Hi! I am aware of tools like top, htop, atop, and sar that can be used to monitor usage. The *top programs seem to only do any reporting in real time, while the latter sar tool can provide historical usage data only (as percentage by CPU).

The problem that I am trying to get information on is what processes are running, and their stats, at times when the system is unresponsive (making the *top programs impossible to use).

What is the best way to log process stats in real time so when the system becomes unresponsive and requires a reboot, we can go and look to see what state the system was in to hopefully troubleshoot what causes the system to become unresponsive?

Thank you!

  • frongt@lemmy.zip
    link
    fedilink
    arrow-up
    1
    ·
    12 hours ago

    Kernel dumps?
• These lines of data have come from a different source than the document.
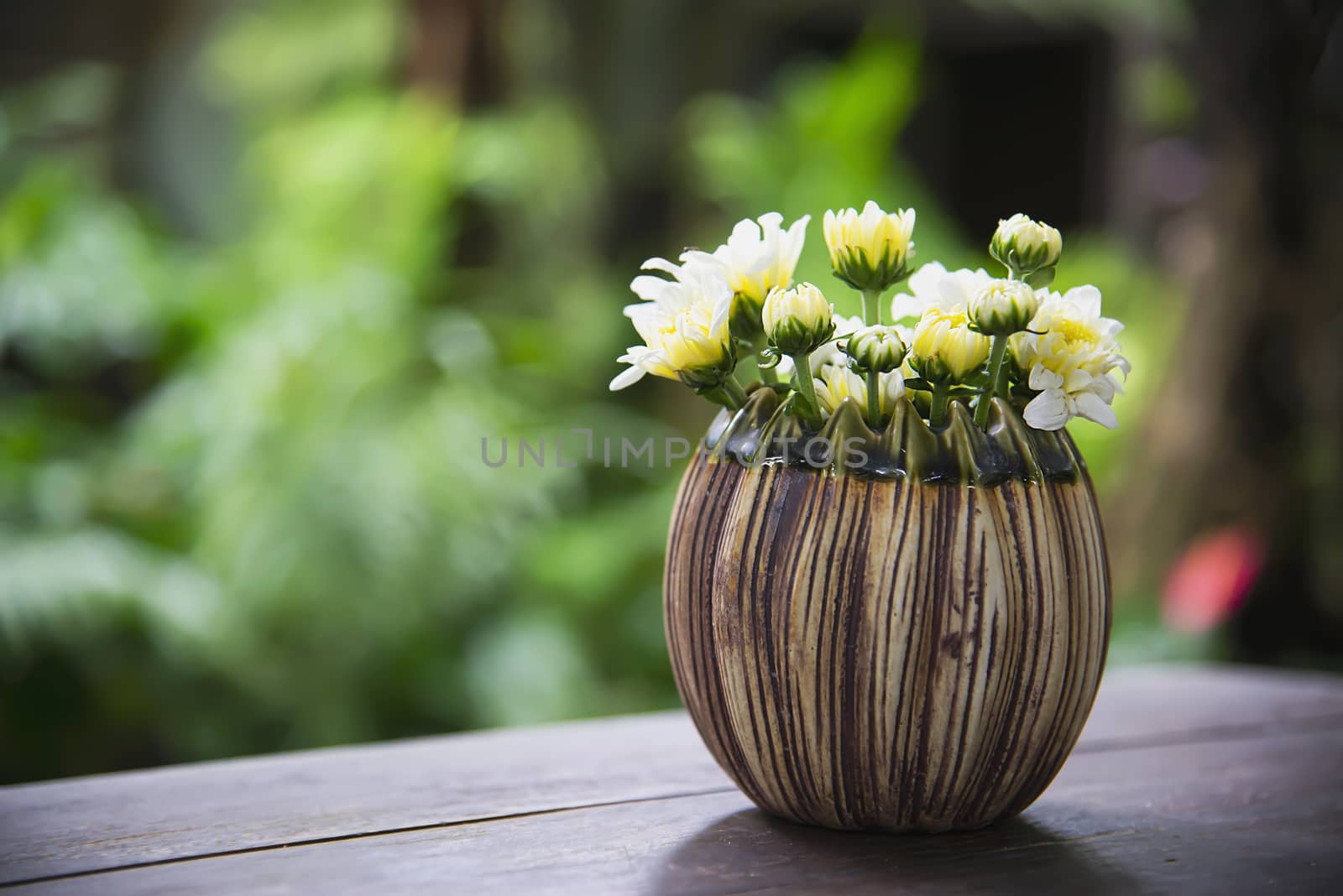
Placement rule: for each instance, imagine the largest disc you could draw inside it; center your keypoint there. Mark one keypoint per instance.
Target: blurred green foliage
(242, 502)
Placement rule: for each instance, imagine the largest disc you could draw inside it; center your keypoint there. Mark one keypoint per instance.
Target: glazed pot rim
(762, 435)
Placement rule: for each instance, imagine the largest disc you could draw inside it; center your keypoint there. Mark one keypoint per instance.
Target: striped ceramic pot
(888, 632)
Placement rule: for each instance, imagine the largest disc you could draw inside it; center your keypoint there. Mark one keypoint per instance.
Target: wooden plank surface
(1181, 765)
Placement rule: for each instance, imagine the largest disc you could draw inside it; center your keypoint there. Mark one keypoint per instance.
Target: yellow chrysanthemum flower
(944, 349)
(870, 251)
(1069, 358)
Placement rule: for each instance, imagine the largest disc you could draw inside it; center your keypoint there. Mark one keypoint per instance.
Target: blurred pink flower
(1210, 580)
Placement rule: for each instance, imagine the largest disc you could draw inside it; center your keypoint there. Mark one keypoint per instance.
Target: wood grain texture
(886, 654)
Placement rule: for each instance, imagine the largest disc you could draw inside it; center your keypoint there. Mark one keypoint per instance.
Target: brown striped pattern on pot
(886, 654)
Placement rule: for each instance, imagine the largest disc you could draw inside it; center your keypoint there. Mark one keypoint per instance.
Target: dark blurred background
(270, 271)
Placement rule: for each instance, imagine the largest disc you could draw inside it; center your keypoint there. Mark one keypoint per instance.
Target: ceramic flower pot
(911, 643)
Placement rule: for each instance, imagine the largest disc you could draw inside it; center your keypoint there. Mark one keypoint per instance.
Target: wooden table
(1188, 779)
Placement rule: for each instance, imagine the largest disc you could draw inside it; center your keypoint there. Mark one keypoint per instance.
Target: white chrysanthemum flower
(873, 248)
(684, 326)
(944, 349)
(1069, 358)
(839, 383)
(933, 286)
(797, 320)
(759, 257)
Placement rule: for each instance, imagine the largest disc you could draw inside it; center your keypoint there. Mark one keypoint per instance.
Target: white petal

I doubt that any monitoring agent would be any more responsive than what you’ve already listed.

  • suicidaleggroll@lemmy.world
    link
    fedilink
    arrow-up
    6
    ·
    edit-2
    20 hours ago

    I use node_exporter + VictoriaMetrics + Grafana for network-wide system monitoring. node_exporter also has provisions to include text files placed in a directory you specify, as long as they’re written out in the right format. I use that capability on my systems to include some custom metrics, including CPU and memory usage of the top 5 processes on the system, for exactly this reason.

    The resulting file looks like:

    # HELP cpu_usage CPU usage for top processes in %
    # TYPE cpu_usage gauge
    cpu_usage{process="/usr/bin/dockerd",pid="187613"} 1.8
    cpu_usage{process="/usr/local/bin/python3",pid="190047"} 1.4
    cpu_usage{process="/usr/bin/cadvisor",pid="188999"} 1.0
    cpu_usage{process="/opt/mealie/bin/python3",pid="190114"} 0.9
    cpu_usage{process="/opt/java/openjdk/bin/java",pid="190080"} 0.9
    
    # HELP mem_usage Memory usage for top processes in %
    # TYPE mem_usage gauge
    mem_usage{process="/usr/local/bin/python3",pid="190047"} 3.0
    mem_usage{process="/usr/bin/Xvfb",pid="196573"} 2.4
    mem_usage{process="/usr/bin/Xvfb",pid="193606"} 2.4
    mem_usage{process="next-server",pid="194634"} 1.2
    mem_usage{process="/opt/mealie/bin/python3",pid="190114"} 1.2
    

    And it gets scraped every 15 seconds for all of my systems. The result looks like this for CPU and memory. Pretty boring most of the time, but it can be very valuable to see what was going on with the active processes in the moments leading up to a problem.